Nossos objetivos são:
1. disseminar informação;
2. fazer conexões;
3. encorajar as pessoas a agir.

Anonymous e os gigantes

Mas a informação de Manning e a análise do WikiLeaks teriam sido inúteis sem um público. Não seria o bastante simplesmente desenterrar e editar esta informação – algo precisava intervir para que a informação fosse lida de fato.

O grupo de hacktivistas Anonymous entrou em cena com este papel, usando seu poder para fazer a informação seguir em frente, como Annie Machon, ex-agente do MI5 (serviço britânico de segurança), explicou em uma declaração para o site RT [en]:

If you can do it over cyberspace, you get global awareness of what you’re doing, and the message you’re trying to put out. And this is precisely what Anonymous has achieved, with this publicized assault against certain Israeli websites.
Let’s not call them attacks: they are distributed denial of service attempts against certain countries and certain websites. So what we’re seeing here is a sort of automated mass influx into certain websites that cause them to crash.

Se você consegue fazer algo no ciberespaço, você ganha atenção global para aquilo que está fazendo e para a mensagem que está tentando passar. E isso é precisamente o que o Anonymous conseguiu, com seu assalto propagandeado contra certos sites israelenses. Não vamos chamá-los de ataques: eles são tentativas de negação de serviço distribuídas contra certos países e certos sites. Então, o que nós estamos vendo aqui é um tipo de influxo automatizado de massa em certos sites, para causar seu colapso.

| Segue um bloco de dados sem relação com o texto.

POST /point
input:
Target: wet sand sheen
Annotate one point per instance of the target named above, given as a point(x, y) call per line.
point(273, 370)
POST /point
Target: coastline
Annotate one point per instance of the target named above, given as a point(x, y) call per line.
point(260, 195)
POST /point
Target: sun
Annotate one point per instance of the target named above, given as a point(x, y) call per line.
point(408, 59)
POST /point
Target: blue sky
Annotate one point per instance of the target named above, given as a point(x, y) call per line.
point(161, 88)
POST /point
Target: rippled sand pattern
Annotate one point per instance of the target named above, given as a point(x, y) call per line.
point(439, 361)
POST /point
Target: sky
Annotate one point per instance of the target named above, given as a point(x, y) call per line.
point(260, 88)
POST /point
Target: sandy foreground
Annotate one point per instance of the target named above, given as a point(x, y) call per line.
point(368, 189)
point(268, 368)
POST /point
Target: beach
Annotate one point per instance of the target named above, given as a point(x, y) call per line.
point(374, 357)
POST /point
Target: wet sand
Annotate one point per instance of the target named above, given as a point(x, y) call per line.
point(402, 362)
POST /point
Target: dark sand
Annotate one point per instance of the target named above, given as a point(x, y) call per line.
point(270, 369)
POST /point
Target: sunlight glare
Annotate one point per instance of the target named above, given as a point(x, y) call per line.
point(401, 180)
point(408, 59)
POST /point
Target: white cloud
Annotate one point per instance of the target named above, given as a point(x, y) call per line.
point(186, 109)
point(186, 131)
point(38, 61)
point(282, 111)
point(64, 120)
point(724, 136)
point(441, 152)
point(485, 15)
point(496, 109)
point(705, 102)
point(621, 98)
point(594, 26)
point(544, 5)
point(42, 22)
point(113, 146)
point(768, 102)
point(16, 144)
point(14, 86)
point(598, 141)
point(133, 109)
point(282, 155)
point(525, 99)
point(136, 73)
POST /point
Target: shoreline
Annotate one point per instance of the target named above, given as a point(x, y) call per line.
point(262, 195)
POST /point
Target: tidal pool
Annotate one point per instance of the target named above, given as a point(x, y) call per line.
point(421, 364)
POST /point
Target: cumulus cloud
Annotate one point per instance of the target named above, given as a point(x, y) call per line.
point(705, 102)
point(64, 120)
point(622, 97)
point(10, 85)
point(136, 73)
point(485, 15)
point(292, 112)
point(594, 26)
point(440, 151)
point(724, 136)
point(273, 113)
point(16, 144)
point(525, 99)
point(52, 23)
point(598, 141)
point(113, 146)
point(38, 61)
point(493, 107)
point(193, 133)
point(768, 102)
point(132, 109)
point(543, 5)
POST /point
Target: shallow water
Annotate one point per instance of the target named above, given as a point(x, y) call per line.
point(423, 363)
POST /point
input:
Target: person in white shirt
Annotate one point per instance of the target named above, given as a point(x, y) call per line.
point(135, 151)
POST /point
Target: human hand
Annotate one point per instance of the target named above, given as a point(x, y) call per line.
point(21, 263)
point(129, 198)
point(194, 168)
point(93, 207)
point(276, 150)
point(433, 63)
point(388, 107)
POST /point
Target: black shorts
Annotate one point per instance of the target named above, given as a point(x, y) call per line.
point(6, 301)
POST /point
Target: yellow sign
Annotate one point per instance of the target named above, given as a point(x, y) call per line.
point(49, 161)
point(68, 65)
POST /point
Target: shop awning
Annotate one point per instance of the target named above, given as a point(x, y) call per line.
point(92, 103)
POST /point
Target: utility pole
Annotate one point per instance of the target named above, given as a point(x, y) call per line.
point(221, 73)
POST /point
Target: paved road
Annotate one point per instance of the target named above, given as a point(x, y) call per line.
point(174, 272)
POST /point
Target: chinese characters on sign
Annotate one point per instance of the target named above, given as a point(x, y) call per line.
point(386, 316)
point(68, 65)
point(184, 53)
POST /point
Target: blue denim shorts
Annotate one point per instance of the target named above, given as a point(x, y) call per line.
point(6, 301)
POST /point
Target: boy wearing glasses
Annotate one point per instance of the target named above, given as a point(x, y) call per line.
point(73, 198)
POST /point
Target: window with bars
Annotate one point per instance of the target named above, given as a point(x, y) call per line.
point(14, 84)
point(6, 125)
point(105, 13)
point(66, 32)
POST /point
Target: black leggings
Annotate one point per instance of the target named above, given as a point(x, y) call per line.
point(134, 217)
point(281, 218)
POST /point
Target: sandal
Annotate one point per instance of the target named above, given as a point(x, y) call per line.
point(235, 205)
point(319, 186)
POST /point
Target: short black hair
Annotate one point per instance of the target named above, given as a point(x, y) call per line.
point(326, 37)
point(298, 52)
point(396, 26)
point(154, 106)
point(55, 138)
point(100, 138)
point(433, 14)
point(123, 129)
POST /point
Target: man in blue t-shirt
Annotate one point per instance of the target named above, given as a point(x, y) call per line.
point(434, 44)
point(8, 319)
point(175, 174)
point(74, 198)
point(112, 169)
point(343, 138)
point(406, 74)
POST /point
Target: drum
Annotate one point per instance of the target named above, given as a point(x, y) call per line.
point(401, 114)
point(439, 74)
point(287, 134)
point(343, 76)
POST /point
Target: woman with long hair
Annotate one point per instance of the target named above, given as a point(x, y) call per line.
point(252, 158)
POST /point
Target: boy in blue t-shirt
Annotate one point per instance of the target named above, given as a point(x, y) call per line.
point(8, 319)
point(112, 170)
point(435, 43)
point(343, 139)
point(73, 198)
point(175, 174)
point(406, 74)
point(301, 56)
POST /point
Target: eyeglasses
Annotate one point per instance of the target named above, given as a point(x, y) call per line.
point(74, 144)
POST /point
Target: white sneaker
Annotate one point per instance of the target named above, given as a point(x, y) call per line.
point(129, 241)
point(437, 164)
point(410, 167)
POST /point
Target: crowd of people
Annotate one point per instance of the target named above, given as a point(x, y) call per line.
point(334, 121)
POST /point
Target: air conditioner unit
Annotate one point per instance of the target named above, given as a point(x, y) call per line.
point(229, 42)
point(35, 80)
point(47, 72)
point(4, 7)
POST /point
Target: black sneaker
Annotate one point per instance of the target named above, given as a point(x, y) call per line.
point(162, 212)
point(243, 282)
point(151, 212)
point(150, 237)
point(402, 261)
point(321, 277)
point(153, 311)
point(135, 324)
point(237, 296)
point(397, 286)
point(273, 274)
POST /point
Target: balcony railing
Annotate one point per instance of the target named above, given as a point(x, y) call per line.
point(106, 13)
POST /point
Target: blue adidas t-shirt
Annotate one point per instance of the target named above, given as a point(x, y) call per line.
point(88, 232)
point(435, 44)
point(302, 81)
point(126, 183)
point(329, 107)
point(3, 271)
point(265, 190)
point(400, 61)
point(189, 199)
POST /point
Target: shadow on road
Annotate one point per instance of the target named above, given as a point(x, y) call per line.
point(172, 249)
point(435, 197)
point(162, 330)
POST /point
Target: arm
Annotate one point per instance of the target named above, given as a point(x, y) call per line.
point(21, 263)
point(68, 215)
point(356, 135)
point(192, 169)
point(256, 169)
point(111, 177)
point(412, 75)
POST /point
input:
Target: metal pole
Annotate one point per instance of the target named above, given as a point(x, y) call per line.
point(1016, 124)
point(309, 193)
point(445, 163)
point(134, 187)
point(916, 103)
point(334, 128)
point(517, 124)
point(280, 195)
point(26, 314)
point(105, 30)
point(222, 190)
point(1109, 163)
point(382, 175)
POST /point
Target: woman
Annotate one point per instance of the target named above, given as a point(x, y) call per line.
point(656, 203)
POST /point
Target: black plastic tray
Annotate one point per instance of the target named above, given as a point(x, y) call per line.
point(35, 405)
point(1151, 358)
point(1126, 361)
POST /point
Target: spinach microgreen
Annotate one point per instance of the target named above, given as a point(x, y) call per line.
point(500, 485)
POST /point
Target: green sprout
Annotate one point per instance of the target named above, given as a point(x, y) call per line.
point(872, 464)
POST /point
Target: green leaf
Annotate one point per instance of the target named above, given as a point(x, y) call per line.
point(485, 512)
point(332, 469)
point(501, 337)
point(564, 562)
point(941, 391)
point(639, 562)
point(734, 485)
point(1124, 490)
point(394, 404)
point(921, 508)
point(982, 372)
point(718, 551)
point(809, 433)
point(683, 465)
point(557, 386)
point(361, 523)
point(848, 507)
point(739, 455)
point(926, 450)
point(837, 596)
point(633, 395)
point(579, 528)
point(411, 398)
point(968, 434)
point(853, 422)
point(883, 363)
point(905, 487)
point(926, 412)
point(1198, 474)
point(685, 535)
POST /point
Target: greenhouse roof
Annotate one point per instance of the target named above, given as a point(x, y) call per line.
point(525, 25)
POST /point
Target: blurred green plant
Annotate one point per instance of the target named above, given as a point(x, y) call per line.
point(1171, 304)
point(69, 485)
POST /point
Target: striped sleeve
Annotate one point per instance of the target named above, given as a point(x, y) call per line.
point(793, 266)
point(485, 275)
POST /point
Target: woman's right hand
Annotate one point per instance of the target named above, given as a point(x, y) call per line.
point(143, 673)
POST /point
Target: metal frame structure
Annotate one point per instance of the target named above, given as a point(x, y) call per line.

Enquanto o Anonymous se apoia em dados divulgados e formatados por repórteres cidadãos para conduzir suas ações, sua função não é trabalhar a informação como um ferreiro, mas infundir esta informação com força de circulação, usando sua própria força extraordinária, como o gigante mitológico.

O Twitter, por exemplo, é rico em posts relacionados a operações recentes do grupo, como: #OpIsrael [en], #OpKashmir [en], #OpRohingya [en] (que atraiu atenção pública para as informações sobre o genocídio desta minoria), #ReformCFAA (parte de um movimento de protesto contra fraude de computadores e atos de abuso [en]), ou #OpGabon [en], contra o tráfico de órgãos.